Good for you dude, person B whoever it may be had no right, sound like he was taking any sort of frustration out in you.


----------



## RyanAdams (Aug 15, 2008)

Thanks swiv2D. It's a start.


----------



## sherbert (Jun 24, 2005)

That's really awesome! Standing up for yourself is always a difficult task and one the often leaves you with a bit of uncertainty. Some people are bullies and they act that way b/c it allows them to control their environment-- or it gives the perception of control. By standing your ground, you're asserting that your opinion matters and you deserve a level of respect. It's not really important whether the other person 'gives' you respect, but it is important to be heard. Anyways, I am sure that other people have their own take, but it's something that I have thought long and hard about before. 

I think too often people who struggle with mental issues have a difficult time being assertive. Part of that, I believe, is that they generally devalue themselves. Awesome job!


----------



## FTFADIA (Jul 26, 2011)

Good job! I have this problem as well, I hate confrontation and would rather avoid it at all costs. Its nice to hear someone similar to me stand up for themselves. In the rare instances I do stick up for my self I feel good but at the same time I feel a little guilty that I may have made the other person feel bad. How did you feel after? You feel now that in the future it will be easier to stand up for yourself not just with person b but with anyone?


----------



## mind_games (Nov 30, 2008)

Good going Ryan!


----------



## fatelogic (Jun 21, 2011)

you are SAS of the month, if you ask me.


----------



## RyanAdams (Aug 15, 2008)

Thanks everyone I haven't thanked yet.



FTFADIA said:


> Good job! I have this problem as well, I hate confrontation and would rather avoid it at all costs. Its nice to hear someone similar to me stand up for themselves. In the rare instances I do stick up for my self I feel good but at the same time I feel a little guilty that I may have made the other person feel bad. *How did you feel after? You feel now that in the future it will be easier to stand up for yourself not just with person b but with anyone?*


Just like you, after I calmed down I felt guilty about it. I feel a lot of empathy for people's feelings, and I want to treat people the way I want to be treated, so that's screwed with my head and made standing up for myself pretty tough. I don't think it'll get any easier either. If I get this TV job I'm auditioning for, it might pay me enough where I'll have enough money and time to weight train and build some muscle and pursue martial arts training. That might help...or not, we'll see. Good on ya for standing up for yourself, too.


----------



## Christina123 (May 26, 2011)

How did person B react when you went from the shy pushover to standing up for yourself?


----------



## layitontheline (Aug 19, 2009)

That's great. I love reading posts about people standing up for themselves; it's awesome to hear.


----------



## Atticus (Nov 10, 2003)

Hey, good for you. If the spider won't bite, I see a power ring in your future


----------



## leonardess (Jun 30, 2009)

Christina123 said:


> How did person B react when you went from the shy pushover to standing up for yourself?

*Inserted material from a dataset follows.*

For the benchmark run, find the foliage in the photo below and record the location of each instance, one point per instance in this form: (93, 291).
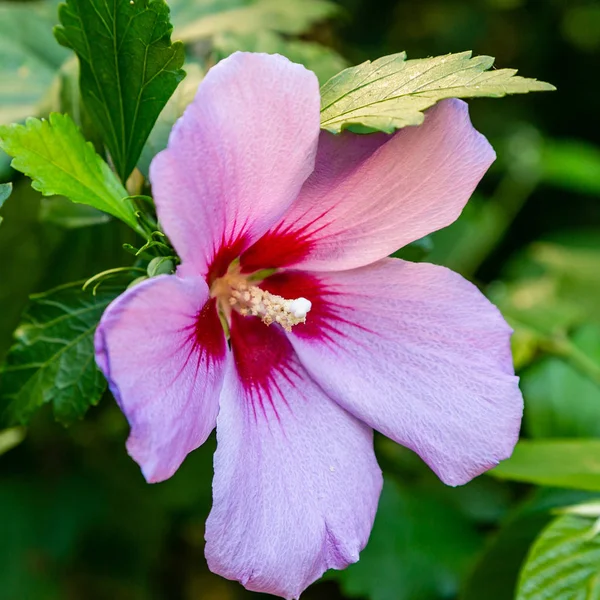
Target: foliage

I'm curious about this too. I hope whatever their reaction was, it hasn't put you off of what you did for yourself.

Good for you, this was great to read!


----------



## RyanAdams (Aug 15, 2008)

Atticus said:


> Hey, good for you. If the spider won't bite, I see a power ring in your future


NOOOOOO! I don't want to be the Green Lantern...or one of the kids from Captain Planet(pretty sure you're talking about the Green Lantern). :lol I'd rather be Superman. I've always wondered how my love life would be if I were Superman (without that outfit though). Nice to talk to a fellow Missourian by the way.



Christina123 said:


> How did person B react when you went from the shy pushover to standing up for yourself?


Well, they actually groveled for my forgiveness. But they're not the most emotionally stable person out there. I wouldn't get that reaction from most people, I don't think.


----------



## tutliputli (Feb 22, 2009)

Brilliant! Well done on handling it so well.



RyanAdams said:


> Well, they actually groveled for my forgiveness. But they're not the most emotionally stable person out there.* I wouldn't get that reaction from most people, I don't think.*


Maybe not the grovelling but they'd certainly respect you and probably feel rather stupid for being such a moron. People generally only behave that way if they think they can get away with it. Hopefully this person will treat you better from now on.


----------